CHARLES: A few years ago, there was a big debate about "deterministic termination". I once talked to a programmer in the C ++ development team about "deterministic termination ", hosting C ++ also now has a certain "deterministic termination ". Right? After all, C ++ has destructor.
PATRICK: C ++ is basically in a hybrid world. If objects are explicitly created and destroyed, they are not managed by the garbage collector. Therefore, they need to be "terminated with certainty ". This
Some objects are in their own world. Even if they are prefixed with "_ GC" and try to point out that they are hosted objects, the garbage collector cannot help too much. I used this question for nearly 6 months.
Time tries to provide an integrated solution. Finally, we spent some money and asked Chris
Sells helped us solve this problem. He used a very clever method. However, through measurement, he found that the loss of efficiency in the process of allocation of medium-intensity objects should be at least two benchmarks. So when garbage
When the collector has a great impact on the application, you will be at a cost of efficiency. However, at this point, we cannot force programmers. Our suggestion is: do not perform micro-management. In the end
We will call the terminator to solve the problem. The Spam manager considers the problem from the perspective of the entire memory and tries to make the entire process efficient, not limited to a specific part.

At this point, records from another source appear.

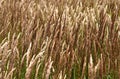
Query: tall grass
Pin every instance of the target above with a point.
(59, 39)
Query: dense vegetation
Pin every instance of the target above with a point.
(59, 39)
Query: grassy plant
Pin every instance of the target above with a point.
(59, 39)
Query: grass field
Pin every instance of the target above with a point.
(59, 39)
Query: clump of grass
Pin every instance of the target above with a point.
(63, 39)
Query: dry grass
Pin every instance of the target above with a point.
(59, 39)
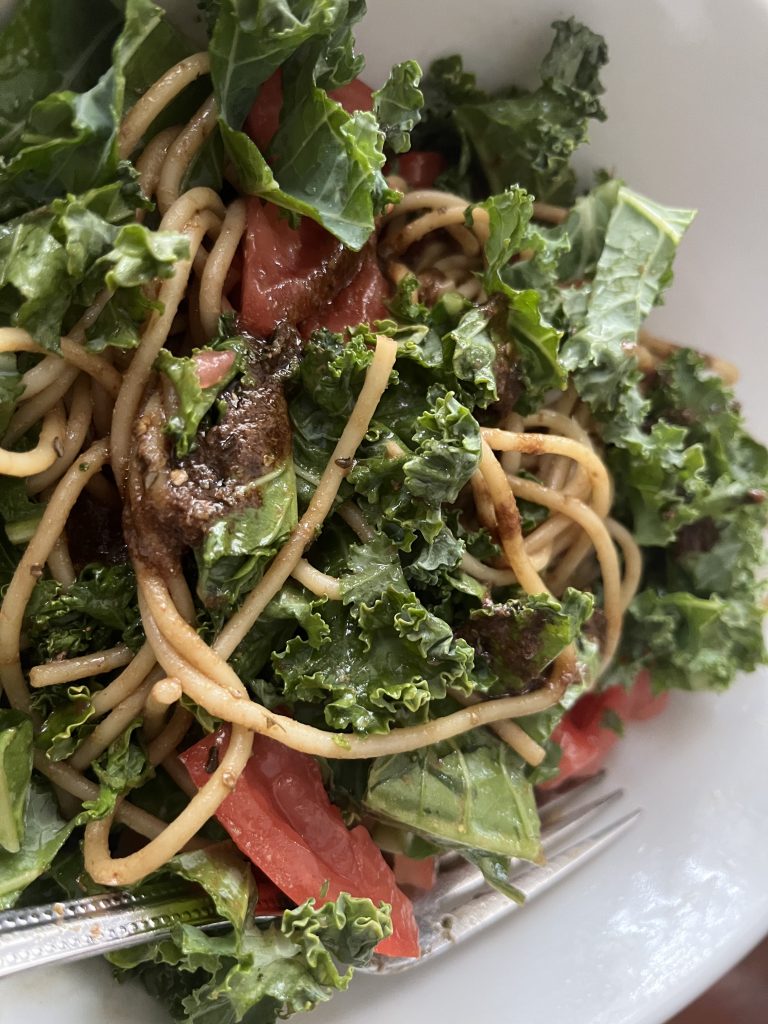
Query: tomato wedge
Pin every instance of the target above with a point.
(586, 739)
(263, 119)
(281, 818)
(360, 302)
(286, 269)
(212, 366)
(421, 167)
(303, 273)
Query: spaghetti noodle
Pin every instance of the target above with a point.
(431, 235)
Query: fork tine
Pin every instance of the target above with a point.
(564, 818)
(444, 932)
(534, 880)
(553, 799)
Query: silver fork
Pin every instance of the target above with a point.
(460, 904)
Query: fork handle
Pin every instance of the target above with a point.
(80, 928)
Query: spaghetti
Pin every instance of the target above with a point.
(79, 397)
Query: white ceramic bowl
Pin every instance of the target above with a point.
(644, 930)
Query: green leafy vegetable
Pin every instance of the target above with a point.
(397, 103)
(194, 400)
(698, 621)
(516, 136)
(98, 610)
(65, 254)
(44, 834)
(61, 731)
(633, 270)
(72, 46)
(238, 547)
(381, 662)
(265, 973)
(469, 792)
(691, 642)
(323, 162)
(514, 642)
(19, 515)
(15, 771)
(69, 142)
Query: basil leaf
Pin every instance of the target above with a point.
(15, 772)
(469, 792)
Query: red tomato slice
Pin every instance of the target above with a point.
(281, 817)
(584, 737)
(263, 119)
(360, 302)
(285, 267)
(213, 366)
(421, 167)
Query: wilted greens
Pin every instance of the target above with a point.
(401, 628)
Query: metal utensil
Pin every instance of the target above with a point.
(460, 904)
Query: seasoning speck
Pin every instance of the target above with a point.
(213, 760)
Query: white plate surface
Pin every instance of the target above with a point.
(641, 932)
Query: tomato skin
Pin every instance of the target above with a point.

CHARLES: I understand. In a sense, this is a general management platform. But it is interesting that since this is a general platform, why can't I mark an object in managed code,
I want to manage this object myself. I will tell the spam collector when the object will end and the spam manager will be able to collect it? You mean that the spam manager scans the whole and collects various objects on its own.
PATRICK: Yes. If you tell the Garbage Collector, This is not safe, because you may pass the object to the program, but you do not know it. In this way, you may introduce a bug that causes the program to crash.